Light: Science & Applications ( IF 19.4 ) Pub Date : 2021-09-01 , DOI: 10.1038/s41377-021-00620-8 Neha Goswami 1, 2 , Yuchen R He 2, 3 , Yu-Heng Deng 4 , Chamteut Oh 5 , Nahil Sobh 2, 6 , Enrique Valera 1, 7, 8 , Rashid Bashir 1, 7, 8, 9, 10 , Nahed Ismail 11 , Hyunjoon Kong 2, 4 , Thanh H Nguyen 5, 9 , Catherine Best-Popescu 1, 2 , Gabriel Popescu 1, 2, 3
Efforts to mitigate the COVID-19 crisis revealed that fast, accurate, and scalable testing is crucial for curbing the current impact and that of future pandemics. We propose an optical method for directly imaging unlabeled viral particles and using deep learning for detection and classification. An ultrasensitive interferometric method was used to image four virus types with nanoscale optical path-length sensitivity.

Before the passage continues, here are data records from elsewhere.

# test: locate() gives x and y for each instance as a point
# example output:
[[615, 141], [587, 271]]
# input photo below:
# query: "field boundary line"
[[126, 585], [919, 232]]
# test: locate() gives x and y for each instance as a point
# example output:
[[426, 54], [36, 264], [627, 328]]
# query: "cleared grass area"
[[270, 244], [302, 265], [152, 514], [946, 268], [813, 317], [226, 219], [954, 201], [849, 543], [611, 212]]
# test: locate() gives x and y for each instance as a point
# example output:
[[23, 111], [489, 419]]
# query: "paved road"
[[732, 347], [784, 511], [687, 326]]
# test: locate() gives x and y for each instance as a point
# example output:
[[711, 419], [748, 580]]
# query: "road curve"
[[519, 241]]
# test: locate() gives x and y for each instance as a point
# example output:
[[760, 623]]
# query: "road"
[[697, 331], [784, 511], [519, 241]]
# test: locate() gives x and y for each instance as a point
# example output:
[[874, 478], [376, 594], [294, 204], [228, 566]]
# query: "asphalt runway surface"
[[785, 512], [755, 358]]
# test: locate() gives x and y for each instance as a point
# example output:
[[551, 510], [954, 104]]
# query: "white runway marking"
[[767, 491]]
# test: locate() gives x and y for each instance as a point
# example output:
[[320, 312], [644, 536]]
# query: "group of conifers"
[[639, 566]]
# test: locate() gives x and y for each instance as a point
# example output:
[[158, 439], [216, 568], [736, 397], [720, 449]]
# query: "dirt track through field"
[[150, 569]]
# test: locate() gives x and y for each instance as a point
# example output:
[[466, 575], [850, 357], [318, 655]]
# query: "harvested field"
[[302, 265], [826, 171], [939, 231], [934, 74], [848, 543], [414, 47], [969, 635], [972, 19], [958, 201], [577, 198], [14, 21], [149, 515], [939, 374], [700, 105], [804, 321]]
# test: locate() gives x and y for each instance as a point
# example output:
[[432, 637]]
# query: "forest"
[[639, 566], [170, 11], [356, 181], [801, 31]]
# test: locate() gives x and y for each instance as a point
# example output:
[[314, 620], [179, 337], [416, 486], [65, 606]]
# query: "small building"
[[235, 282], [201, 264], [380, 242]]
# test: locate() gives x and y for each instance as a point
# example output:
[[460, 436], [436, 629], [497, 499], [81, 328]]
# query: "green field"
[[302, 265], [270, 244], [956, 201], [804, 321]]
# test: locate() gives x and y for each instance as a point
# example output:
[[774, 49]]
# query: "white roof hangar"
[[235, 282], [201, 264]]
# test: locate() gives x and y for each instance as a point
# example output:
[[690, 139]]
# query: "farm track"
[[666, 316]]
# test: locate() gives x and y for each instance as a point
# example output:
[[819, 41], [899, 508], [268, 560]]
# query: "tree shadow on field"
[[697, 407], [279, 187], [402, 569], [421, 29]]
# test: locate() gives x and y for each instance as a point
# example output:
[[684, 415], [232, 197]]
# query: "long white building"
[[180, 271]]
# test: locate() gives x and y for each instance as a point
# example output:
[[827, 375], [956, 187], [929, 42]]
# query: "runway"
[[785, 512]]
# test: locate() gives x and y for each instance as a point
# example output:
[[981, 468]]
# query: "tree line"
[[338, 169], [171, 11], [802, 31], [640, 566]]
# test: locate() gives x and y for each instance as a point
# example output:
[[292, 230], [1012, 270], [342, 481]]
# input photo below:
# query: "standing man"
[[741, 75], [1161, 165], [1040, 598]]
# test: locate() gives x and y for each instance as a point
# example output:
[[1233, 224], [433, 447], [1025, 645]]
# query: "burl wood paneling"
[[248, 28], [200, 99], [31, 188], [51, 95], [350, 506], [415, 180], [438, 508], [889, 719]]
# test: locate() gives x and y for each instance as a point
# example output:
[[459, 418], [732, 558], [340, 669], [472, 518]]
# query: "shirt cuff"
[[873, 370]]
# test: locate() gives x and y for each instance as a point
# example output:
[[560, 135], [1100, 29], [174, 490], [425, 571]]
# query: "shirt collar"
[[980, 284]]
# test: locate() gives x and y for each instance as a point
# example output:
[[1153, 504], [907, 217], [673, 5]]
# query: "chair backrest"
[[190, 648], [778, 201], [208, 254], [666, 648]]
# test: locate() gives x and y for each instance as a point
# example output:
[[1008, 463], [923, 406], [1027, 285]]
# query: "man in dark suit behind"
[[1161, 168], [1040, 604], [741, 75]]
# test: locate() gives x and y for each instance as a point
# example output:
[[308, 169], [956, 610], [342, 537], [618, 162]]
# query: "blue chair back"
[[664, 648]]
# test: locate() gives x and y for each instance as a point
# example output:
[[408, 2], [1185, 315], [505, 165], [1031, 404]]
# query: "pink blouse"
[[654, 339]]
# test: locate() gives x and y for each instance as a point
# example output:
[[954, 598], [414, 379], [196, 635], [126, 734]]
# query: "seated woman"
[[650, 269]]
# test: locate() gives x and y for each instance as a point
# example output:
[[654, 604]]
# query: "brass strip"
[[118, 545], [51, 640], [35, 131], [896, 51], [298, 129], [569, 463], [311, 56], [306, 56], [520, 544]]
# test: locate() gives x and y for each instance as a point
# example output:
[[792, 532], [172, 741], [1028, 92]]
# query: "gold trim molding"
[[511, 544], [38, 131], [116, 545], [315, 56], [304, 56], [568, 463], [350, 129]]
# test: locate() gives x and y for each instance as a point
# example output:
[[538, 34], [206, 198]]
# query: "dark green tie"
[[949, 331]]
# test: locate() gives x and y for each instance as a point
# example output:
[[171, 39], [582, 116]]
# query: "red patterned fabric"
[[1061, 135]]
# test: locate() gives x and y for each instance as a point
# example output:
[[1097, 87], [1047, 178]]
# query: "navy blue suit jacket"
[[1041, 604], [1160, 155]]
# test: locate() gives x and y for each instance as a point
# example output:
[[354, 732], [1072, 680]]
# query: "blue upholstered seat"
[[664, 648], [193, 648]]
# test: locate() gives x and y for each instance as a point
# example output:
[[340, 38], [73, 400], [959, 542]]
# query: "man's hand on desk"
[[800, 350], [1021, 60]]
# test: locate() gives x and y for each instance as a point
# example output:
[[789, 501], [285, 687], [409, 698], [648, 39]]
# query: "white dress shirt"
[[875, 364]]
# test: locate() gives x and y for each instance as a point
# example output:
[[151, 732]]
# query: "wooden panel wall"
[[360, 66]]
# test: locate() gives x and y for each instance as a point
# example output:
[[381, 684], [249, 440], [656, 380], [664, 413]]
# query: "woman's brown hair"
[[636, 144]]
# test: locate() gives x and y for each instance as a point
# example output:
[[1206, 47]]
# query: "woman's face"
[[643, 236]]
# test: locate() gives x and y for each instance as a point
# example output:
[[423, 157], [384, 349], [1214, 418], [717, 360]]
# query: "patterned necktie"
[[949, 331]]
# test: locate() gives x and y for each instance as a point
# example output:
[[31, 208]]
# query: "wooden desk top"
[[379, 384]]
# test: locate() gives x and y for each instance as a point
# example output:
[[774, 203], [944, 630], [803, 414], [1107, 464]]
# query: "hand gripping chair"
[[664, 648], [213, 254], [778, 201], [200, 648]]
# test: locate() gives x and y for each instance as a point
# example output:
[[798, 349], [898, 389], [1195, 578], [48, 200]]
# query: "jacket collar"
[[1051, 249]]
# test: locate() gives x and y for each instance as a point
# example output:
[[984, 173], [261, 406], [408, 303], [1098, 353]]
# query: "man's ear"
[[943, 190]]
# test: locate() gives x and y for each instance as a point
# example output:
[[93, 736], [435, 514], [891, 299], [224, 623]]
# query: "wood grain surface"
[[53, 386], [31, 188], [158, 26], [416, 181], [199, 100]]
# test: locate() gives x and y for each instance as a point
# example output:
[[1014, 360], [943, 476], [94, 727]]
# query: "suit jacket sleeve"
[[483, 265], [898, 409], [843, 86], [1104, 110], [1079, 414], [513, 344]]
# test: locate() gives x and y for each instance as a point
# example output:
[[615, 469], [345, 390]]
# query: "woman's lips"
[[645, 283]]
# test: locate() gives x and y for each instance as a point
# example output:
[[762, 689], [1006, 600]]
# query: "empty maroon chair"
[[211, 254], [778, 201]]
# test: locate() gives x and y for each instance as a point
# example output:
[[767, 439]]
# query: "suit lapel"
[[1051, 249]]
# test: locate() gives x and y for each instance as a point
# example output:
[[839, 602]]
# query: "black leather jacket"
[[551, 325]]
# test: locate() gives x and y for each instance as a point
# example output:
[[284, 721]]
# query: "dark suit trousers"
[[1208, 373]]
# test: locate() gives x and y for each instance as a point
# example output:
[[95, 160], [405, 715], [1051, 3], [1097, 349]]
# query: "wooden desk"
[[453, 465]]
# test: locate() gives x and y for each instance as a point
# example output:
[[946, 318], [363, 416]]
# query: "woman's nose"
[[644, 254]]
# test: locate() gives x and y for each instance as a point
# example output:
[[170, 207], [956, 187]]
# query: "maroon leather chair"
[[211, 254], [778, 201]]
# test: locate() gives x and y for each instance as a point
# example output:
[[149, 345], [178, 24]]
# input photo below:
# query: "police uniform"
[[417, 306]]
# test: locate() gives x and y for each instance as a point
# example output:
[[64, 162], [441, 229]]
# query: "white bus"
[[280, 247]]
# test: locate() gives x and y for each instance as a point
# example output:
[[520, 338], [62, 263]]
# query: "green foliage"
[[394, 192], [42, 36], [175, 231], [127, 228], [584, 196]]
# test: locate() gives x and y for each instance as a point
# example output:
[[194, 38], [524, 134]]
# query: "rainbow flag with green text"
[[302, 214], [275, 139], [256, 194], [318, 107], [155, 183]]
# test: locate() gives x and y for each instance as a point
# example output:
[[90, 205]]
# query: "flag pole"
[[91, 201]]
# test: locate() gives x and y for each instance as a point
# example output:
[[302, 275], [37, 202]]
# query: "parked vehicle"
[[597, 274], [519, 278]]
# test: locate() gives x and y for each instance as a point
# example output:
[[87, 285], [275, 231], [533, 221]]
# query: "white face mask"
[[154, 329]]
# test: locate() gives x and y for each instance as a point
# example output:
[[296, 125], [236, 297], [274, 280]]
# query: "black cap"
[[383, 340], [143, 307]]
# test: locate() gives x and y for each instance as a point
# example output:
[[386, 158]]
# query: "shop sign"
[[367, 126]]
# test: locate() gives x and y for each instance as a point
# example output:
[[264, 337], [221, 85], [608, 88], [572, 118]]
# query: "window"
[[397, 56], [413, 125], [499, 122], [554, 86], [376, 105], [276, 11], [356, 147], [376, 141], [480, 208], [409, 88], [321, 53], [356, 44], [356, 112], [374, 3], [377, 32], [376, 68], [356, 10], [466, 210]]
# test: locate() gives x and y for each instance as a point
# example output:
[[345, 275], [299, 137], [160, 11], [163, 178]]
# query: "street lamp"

Pairing these data with fluorescence images for ground truth, we trained semantic segmentation models based on U-Net, a particular type of convolutional neural network. The trained network was applied to classify the viruses from the interferometric images only, containing simultaneously SARS-CoV-2, H1N1 (influenza-A virus), HAdV (adenovirus), and ZIKV (Zika virus). Remarkably, due to the nanoscale sensitivity in the input data, the neural network was able to identify SARS-CoV-2 vs. the other viruses with 96% accuracy. The inference time for each image is 60 ms, on a common graphic-processing unit. This approach of directly imaging unlabeled viral particles may provide an extremely fast test, of less than a minute per patient. As the imaging instrument operates on regular glass slides, we envision this method as potentially testing on patient breath condensates. The necessary high throughput can be achieved by translating concepts from digital pathology, where a microscope can scan hundreds of slides automatically.
中文翻译:
使用具有计算特异性的相位成像进行无标记 SARS-CoV-2 检测和分类
缓解 COVID-19 危机的努力表明,快速、准确和可扩展的测试对于遏制当前和未来大流行的影响至关重要。我们提出了一种直接对未标记病毒颗粒进行成像并使用深度学习进行检测和分类的光学方法。使用超灵敏干涉测量法对四种具有纳米级光路长度灵敏度的病毒类型进行成像。将这些数据与用于地面实况的荧光图像配对,我们训练了基于 U-Net(一种特殊类型的卷积神经网络)的语义分割模型。训练后的网络仅用于对干涉图像中的病毒进行分类,同时包含 SARS-CoV-2、H1N1(甲型流感病毒)、HAdV(腺病毒)和 ZIKV(寨卡病毒)。值得注意的是,由于输入数据的纳米级灵敏度,神经网络能够以 96% 的准确率识别 SARS-CoV-2 与其他病毒。每个图像的推理时间为 60 毫秒,在通用图形处理单元上。这种对未标记病毒颗粒进行直接成像的方法可以提供极快的测试,每个患者不到一分钟。由于成像仪器在常规载玻片上运行,我们设想这种方法可能对患者呼吸冷凝物进行测试。必要的高通量可以通过从数字病理学中转换概念来实现,其中显微镜可以自动扫描数百张载玻片。每位患者不到一分钟。由于成像仪器在常规载玻片上运行,我们设想这种方法可能对患者呼吸冷凝物进行测试。必要的高通量可以通过从数字病理学中转换概念来实现,其中显微镜可以自动扫描数百张载玻片。每位患者不到一分钟。由于成像仪器在常规载玻片上运行,我们设想这种方法可能对患者呼吸冷凝物进行测试。必要的高通量可以通过从数字病理学中转换概念来实现,其中显微镜可以自动扫描数百张载玻片。